One party of pursuers, mounted, under Colonel Callaway, father of two of the captives, hastened to a crossing of the Licking river, hoping to intercept the savages. Daniel Boone, father of the other captive, at the head of eight picked men, among whom were Flanders Callaway, Jemima's lover, and Samuel Henderson and John Holder, lovers of the Callaway girls, pursued on foot.

At daybreak, Boone and his party renewed the pursuit. Even though the Indians exercised the utmost ingenuity in covering their trail, the captive girls (whose dresses had been shortened and their legs wrapped with the torn clothing that they might be hurried more rapidly through the wild tangle of virgin undergrowth) succeeded, even though watched by the keenest eyes in the world, in leaving signs to guide the pursuing party, sometimes dragging their feet, at other times eluding the sharp eyes of their captors long enough to leave a shred of clothing on a bush.

Boone, unraveling the trail and pursuing through the wilderness faster than the fleeing Indians, finally took a short cut, and again picking up the trail in an old buffalo trace, thereby gained much time. As darkness was falling upon the second day, Boone and the girls' lovers sighted the Indian party, which had just made camp and started a fire to cook some meat. Huddled at the foot of a tree only a few feet from the fire, could be seen the three poor little girls, "tattered, torn and despairing."

The situation called for the greatest cunning and caution of which Boone was capable. The slightest sound, the crunching of a leaf, the snapping of a twig, and the tomahawks of the savages would be buried in the skulls of their helpless captives.

Selecting three of his best marksmen and most experienced Indian fighters, among them one John Floyd, Boone crept upon the encampment, inch by inch, until within striking distance, when, at a given signal, the four guns cracked and the entire party rushed the encampment. Floyd, recounting the affair, said:

"Mr. Boone and myself had a pretty fair shot, just as they began to move off. I am well convinced I shot one through; the one he shot dropped his gun, mine had none. The place was very thick with cane, and being so much elated on recovering the three little broken-hearted girls, prevented our making any further search. We sent them off without their moccasins and not one of them with so much as a knife or a tomahawk."

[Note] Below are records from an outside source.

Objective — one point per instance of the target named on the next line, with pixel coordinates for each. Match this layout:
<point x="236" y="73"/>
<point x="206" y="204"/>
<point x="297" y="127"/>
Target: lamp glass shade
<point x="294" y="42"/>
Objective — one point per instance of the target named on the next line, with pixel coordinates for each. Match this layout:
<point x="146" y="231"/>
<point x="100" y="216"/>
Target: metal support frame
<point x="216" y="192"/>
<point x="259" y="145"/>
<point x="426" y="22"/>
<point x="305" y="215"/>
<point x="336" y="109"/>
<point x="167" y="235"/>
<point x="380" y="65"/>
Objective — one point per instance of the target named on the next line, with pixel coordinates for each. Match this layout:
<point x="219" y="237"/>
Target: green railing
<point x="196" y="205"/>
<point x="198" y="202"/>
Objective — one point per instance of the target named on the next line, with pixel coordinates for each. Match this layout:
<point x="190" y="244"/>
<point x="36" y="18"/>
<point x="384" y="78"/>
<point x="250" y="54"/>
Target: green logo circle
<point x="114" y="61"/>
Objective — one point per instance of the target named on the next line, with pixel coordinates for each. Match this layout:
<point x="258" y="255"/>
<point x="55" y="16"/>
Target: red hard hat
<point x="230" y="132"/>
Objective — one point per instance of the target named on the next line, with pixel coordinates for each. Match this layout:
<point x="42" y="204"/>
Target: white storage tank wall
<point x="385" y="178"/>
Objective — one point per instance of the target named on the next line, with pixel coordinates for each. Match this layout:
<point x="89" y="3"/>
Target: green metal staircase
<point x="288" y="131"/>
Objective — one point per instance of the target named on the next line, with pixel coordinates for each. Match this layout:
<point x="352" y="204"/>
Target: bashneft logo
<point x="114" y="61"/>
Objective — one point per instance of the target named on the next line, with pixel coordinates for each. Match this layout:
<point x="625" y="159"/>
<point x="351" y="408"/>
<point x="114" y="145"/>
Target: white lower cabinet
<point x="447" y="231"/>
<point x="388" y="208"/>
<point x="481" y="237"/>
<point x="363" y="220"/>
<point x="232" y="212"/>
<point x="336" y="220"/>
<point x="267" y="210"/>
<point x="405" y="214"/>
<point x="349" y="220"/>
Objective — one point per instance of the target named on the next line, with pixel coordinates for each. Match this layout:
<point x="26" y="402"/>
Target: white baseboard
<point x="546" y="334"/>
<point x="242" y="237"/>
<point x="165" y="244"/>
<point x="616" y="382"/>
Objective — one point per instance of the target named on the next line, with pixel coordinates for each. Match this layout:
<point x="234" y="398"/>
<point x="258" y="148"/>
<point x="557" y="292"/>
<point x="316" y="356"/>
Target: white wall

Three weeks later following an historic sequel to the foregoing adventure, when Betsy Callaway married her rescuer, Samuel Henderson, theirs being the first wedding in Kentucky; Squire Boone, Daniel's younger brother, performing the wedding ceremony in his capacity of Baptist elder. Later, Frances Callaway married John Holder, and Jemima Boone married Flanders Callaway, two of the young backwoodsmen who had helped rescue them. At the wedding of "Miss Betsy" there was "dancing to fiddle music by the light of tallow dips, and a treat of home- grown watermelons of which the whole station was proud." Fanny, the first child born of the Henderson marriage (May 29, 1777), was the first white child of parents married in Kentucky.

And even as the pioneer Boones and Callaways danced to the fiddle music at Miss Betsy's wedding, the fires of warfare smoldered on the Kentucky frontier; British agents were everywhere, inciting the Shawnees and Cherokees to deeds of violence upon the whites. The Revolutionary war was in progress; beyond the mountain ranges, in old Philadelphia, the Liberty Bell had rung.

Thus to the Pike county descendants of the Boones and Callaways, comes a glimpse of the romance and the peril that surrounded their ancestors on the Kentucky frontier. Amid the scenes herein described, Dinah Boone lived as a girl; amid similar scenes her children were cradled.